Second ESCA/IEEE Workshop on Speech Synthesis
September 12-15, 1994
Analytic measurement of visual parameters relevant to the labial production of speech as well as real-time 3D computer animated models of the lips and of the face have been implemented on two coupled computers, so that synthetic lips alone or a whole facial model can mimic on line (or play back) the actual gestures of a natural speaker. The geometric measurements performed on the speaker's lips and jaw are made through image processing of the front and profile view of the speaker's face. Data are transmitted to a display computer through a control interface which delivers the proper parameters to control the animation of the 3D models. The lip model uses five control parameters and the facial model uses one extra one: jaw lowering. At present, the tongue is not controlled. We here present the real-time techniques used for analysis, animation of the 3D models, and synchronization of the two processes. Finally, we evaluate the bimodal intelligibility of speech under five levels of acoustic degradation by added noise.

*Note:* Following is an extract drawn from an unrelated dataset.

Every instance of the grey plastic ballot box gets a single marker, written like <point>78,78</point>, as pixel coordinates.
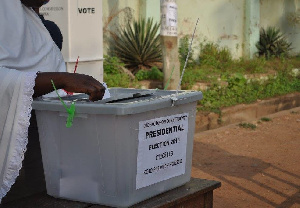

We compare the intelligibility of the speech signal presented alone, with the lip model, with the facial model, and with the original speaker's face. Our results confirm the importance of visual information in the perception of speech: The whole natural face restores two thirds of the missing auditory intelligibility when the acoustic transmission is degraded or missing; the facial model (tongue movements excluded) restores half of it; and the lip model alone restores a third of it.
Bibliographic reference. Goff, B. Le / Guiard-Marigny, Thierry / Cohen, M. / Benoît, Christian (1994): "Real-time analysis-synthesis and intelligibility of talking faces", In SSW2-1994, 53-56.